Below is a great article from Shea Denning at the North Carolina School of Government.
The General Assembly ratified the North Carolina Drivers License Restoration Act last week and submitted it to the Governor. If the act becomes law, it will relieve defendants convicted of certain types of driving while license revoked of the mandatory additional license revocation that has historically followed such convictions. Proponents for a change in the law argued that people convicted of driving while license revoked under current law drove during the revocation period out of necessity and then became locked in an unending cycle of license revocation.
The cycle developed this way: A person was convicted of an offense requiring revocation of the person’s license. You can find a chart of such convictions here. The person drove during the initial revocation period, sometimes because he or she had no other way to travel to and from work. The person was stopped by a law enforcement officer and charged with driving while revoked. Upon conviction, the person’s license was automatically revoked for an additional year. During that additional year, the person again was convicted of driving while license revoked. This time, the additional revocation period was two years. The person’s third conviction for driving while license revoked led to a permanent license revocation.
H 529 ends that cycle for some defendants, effective for convictions on or after December 1, 2015.
Recodification. The legislation assigns each of the two types of driving while license revoked currently codified in G.S. 20-28(a) to its own subsection. Driving while license revoked for impaired driving, a Class 1 misdemeanor, is codified in amended G.S. 20-28(a1). Driving while license revoked generally, a Class 3 misdemeanor, remains in G.S. 20-28(a).
The punishment for driving without reclaiming a license is moved to G.S. 20-28(a2), and the offense of driving after notification or failure to appear is codified in new subsection (a3).
The chart below sets forth the various subsections as recodified by H 529.
G.S. 20-28(a) | Driving While License Revoked | Class 3 misdemeanor |
G.S. 20-28(a1) | Driving While License Revoked for Impaired Driving | Class 1 misdemeanor |
G.S. 20-28(a2) | Punishment for Driving Without Reclaiming License | Class 3 misdemeanor |
G.S. 20-28(a3) | Driving After Notification or Failure to Appear | Class 1 misdemeanor |
If H 529 becomes law, a person convicted of driving while license revoked under G.S. 20-28(a) on or after December 1, 2015 will no longer be subject to a mandatory additional period of license revocation.
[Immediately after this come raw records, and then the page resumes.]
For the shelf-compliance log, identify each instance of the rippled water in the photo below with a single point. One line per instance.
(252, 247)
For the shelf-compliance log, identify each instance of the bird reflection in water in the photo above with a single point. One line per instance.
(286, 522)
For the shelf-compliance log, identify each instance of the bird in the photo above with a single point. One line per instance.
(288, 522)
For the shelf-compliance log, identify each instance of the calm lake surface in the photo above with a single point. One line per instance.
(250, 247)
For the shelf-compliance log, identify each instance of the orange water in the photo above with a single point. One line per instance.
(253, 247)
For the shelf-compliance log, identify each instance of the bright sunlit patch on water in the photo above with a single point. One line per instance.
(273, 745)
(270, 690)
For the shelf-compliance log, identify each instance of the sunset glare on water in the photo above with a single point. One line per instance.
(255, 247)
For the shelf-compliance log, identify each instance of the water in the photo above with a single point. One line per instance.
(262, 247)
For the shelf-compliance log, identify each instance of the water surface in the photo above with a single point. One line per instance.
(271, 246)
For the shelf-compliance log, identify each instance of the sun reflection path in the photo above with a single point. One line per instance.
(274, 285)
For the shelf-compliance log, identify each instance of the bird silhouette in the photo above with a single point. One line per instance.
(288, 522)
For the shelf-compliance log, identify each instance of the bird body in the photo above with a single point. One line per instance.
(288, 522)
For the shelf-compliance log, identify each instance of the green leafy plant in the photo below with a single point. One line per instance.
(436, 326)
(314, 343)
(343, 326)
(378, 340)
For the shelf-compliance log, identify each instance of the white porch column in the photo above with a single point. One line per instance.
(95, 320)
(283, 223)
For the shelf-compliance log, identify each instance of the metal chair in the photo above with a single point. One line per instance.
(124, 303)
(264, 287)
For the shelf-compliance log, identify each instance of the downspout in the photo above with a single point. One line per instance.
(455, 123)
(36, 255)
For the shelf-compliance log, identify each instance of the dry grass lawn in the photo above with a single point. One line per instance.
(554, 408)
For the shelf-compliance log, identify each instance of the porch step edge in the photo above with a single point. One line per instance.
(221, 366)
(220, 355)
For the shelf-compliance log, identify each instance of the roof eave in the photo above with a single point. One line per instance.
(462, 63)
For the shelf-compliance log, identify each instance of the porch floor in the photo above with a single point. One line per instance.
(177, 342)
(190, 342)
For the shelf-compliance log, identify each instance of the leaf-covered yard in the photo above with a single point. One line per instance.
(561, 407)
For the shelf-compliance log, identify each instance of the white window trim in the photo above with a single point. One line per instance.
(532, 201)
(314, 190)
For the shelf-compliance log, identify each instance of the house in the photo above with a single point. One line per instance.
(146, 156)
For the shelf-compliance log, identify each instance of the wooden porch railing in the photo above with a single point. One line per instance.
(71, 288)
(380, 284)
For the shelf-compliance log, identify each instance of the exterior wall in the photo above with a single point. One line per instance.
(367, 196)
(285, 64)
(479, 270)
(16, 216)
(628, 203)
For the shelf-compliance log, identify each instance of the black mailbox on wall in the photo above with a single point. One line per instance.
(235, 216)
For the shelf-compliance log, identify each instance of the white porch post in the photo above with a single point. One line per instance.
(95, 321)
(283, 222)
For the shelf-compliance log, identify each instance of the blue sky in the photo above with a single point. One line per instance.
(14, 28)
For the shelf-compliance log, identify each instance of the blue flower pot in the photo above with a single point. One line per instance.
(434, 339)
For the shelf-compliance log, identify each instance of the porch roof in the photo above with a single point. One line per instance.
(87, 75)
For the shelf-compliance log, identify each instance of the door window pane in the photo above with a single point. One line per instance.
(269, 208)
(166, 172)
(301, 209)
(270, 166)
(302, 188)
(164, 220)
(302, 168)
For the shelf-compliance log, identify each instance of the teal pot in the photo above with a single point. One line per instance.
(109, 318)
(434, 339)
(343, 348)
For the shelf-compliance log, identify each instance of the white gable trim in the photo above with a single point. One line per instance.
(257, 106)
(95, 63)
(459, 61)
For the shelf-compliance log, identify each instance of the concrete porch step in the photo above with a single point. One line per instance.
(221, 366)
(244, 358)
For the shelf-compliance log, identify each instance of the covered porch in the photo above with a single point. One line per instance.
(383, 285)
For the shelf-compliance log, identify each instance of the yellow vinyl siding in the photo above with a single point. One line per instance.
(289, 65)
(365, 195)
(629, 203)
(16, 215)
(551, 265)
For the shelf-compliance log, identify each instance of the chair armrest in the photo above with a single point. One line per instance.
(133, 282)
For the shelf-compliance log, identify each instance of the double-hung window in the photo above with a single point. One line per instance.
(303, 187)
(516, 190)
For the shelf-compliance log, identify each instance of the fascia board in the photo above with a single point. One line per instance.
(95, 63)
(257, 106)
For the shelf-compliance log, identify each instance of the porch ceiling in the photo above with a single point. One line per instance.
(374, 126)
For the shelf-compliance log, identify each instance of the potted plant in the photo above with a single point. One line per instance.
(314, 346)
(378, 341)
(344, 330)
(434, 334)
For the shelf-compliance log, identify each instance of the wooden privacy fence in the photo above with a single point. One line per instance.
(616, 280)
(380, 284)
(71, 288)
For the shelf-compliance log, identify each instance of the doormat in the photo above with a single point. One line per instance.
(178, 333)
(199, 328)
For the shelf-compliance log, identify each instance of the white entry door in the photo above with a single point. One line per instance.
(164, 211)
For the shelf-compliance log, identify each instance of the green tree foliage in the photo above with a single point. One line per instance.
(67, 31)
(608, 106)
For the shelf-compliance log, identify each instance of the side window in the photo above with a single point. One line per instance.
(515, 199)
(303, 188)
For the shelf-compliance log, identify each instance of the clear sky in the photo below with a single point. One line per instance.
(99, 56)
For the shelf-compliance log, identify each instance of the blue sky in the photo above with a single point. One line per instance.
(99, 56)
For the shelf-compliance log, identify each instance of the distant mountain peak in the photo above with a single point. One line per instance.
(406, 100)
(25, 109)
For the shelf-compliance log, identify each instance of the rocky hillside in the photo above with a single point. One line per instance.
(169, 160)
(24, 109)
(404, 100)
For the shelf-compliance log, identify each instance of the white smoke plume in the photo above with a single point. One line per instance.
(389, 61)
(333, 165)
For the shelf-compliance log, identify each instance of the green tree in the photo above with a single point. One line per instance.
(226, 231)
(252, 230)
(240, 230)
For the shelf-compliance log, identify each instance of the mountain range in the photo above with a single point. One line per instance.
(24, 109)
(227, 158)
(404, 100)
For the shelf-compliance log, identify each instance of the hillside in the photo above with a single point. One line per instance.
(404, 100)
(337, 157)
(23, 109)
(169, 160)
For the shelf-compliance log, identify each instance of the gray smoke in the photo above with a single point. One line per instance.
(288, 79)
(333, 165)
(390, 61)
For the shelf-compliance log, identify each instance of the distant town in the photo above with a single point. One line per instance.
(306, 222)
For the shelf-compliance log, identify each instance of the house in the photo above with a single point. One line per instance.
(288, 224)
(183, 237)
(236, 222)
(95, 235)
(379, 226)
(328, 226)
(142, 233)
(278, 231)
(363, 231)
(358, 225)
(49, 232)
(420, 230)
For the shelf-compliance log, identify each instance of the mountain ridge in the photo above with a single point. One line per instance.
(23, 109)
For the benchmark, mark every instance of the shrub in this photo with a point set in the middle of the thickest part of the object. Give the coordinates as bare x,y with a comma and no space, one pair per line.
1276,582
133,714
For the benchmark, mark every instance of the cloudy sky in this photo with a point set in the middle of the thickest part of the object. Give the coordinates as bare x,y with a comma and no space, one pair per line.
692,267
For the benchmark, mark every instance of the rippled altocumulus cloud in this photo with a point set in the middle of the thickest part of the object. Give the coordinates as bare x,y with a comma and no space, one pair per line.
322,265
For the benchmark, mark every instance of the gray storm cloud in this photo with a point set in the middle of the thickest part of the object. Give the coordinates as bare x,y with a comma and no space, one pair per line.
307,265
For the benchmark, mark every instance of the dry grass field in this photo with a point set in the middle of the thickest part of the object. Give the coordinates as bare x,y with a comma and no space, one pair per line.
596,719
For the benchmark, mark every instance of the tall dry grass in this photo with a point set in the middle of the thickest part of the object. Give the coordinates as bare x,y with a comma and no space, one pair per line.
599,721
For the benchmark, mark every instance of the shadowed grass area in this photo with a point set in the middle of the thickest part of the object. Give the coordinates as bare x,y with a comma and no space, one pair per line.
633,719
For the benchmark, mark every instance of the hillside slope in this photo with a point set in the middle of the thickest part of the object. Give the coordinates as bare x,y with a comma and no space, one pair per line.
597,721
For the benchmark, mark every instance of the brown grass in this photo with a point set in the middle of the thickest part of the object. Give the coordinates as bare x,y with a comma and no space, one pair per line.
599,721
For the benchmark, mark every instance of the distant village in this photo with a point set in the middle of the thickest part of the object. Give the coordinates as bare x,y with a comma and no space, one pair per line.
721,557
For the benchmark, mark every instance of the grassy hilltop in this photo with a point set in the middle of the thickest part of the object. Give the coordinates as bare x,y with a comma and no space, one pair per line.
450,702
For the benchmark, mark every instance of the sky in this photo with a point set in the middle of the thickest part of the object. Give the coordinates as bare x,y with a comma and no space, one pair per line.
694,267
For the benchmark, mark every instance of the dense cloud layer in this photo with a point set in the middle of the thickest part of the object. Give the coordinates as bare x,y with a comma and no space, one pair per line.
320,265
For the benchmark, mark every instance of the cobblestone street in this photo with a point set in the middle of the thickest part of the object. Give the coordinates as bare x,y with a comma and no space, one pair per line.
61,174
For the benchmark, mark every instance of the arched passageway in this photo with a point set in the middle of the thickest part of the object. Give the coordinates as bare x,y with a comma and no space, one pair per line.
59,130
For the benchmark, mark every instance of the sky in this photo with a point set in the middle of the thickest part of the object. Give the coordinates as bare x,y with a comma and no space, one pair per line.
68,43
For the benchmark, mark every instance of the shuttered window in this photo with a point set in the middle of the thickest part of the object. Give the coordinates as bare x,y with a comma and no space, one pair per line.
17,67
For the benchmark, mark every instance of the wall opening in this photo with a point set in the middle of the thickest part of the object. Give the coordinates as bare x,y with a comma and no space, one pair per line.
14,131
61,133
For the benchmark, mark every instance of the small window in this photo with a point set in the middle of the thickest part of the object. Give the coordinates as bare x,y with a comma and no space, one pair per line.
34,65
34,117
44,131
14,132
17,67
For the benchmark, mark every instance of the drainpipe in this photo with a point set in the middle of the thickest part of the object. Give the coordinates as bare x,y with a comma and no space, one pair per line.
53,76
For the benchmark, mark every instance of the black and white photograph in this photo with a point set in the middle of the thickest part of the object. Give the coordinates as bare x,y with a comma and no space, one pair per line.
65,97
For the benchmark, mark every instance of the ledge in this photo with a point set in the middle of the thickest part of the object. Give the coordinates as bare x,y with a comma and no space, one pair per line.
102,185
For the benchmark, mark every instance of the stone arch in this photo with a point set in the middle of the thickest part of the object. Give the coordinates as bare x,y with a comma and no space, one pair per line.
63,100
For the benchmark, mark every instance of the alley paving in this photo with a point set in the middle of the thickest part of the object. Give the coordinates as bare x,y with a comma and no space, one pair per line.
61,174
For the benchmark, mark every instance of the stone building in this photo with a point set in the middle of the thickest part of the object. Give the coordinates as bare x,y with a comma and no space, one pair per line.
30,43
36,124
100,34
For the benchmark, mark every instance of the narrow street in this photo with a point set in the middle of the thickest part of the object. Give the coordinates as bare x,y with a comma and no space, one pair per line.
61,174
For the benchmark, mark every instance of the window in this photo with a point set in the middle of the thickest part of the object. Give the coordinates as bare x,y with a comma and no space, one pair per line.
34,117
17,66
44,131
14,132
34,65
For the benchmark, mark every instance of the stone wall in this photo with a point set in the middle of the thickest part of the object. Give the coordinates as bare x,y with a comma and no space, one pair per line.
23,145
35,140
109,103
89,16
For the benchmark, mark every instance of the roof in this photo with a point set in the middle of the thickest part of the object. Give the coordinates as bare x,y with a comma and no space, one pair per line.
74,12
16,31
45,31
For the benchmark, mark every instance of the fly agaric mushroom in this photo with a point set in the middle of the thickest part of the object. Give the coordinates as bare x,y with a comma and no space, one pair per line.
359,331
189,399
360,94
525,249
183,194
Persons convicted of violating G.S. 20-28(a1) or (a3) still will be subject to the automatic revocation periods described at the outset of this post. Persons punished for driving without reclaiming a license are not subject to an automatic additional revocation period under current law or H 529.
A person’s license also is subject to automatic revocation under current G.S. 20-28.1 if the person is convicted of a motor vehicle moving offense that was committed while the person’s license was revoked. H 529 amends G.S. 20-28.1(a) to provide that a violation of G.S. 20-7(a) (no operator’s license), 20-24.1 (failure to appear or pay for motor vehicle offense), or G.S. 20-28(a) or (a2) shall not be considered a motor vehicle moving offense unless the offense occurred in a commercial motor vehicle or the person held a commercial driver’s license at the time of the offense.
Ignition interlock amendment. Not all of the provisions of H 529 afford relief to defendants, however. The act amends G.S. 20-17.8(f) to specify that a person subject to an ignition interlock restriction who violates the restriction commits the offense of driving while license revoked for impaired driving under G.S. 20-28(a1) and is subject to punishment and license revocation as provided in that section. This is a change from what current law provides.
The act also amends G.S. 20-179.3(j) to provide that the holder of a limited driving privilege who violates any of its restrictions commits the offense of driving while license revoked for impaired driving under G.S. 20-28(a1) and is subject to punishment and license revocation as provided in that section. This is a technical change that accounts for the recodification but does not change treatment of limited driving privilege violations under current law.
DWI sentencing change. Finally, the act makes a corresponding change to the grossly aggravating factor in G.S. 20-179(c)(2) that elevates the punishment for DWI when a person is driving at the time of the offense with a license that is revoked for impaired driving. Amended G.S. 20-179(c)(2) lists as a grossly aggravating factor “[d]riving by the defendant at the time of the offense while his driver’s license was revoked under G.S. 20-28(a1), and the revocation was an impaired driving revocation under G.S. 20-28.2(a).” The last clause is confusing. Is it surplusage since G.S. 20-28(a1) only applies to persons whose licenses are revoked for an impaired driving revocation or for an ignition interlock violation? Or does it operate to exclude ignition interlock violations from the grossly aggravating factor since they are not listed as impaired driving revocation under G.S. 20-28.2(a)? Perhaps a technical corrections bill later in the session will clear this up.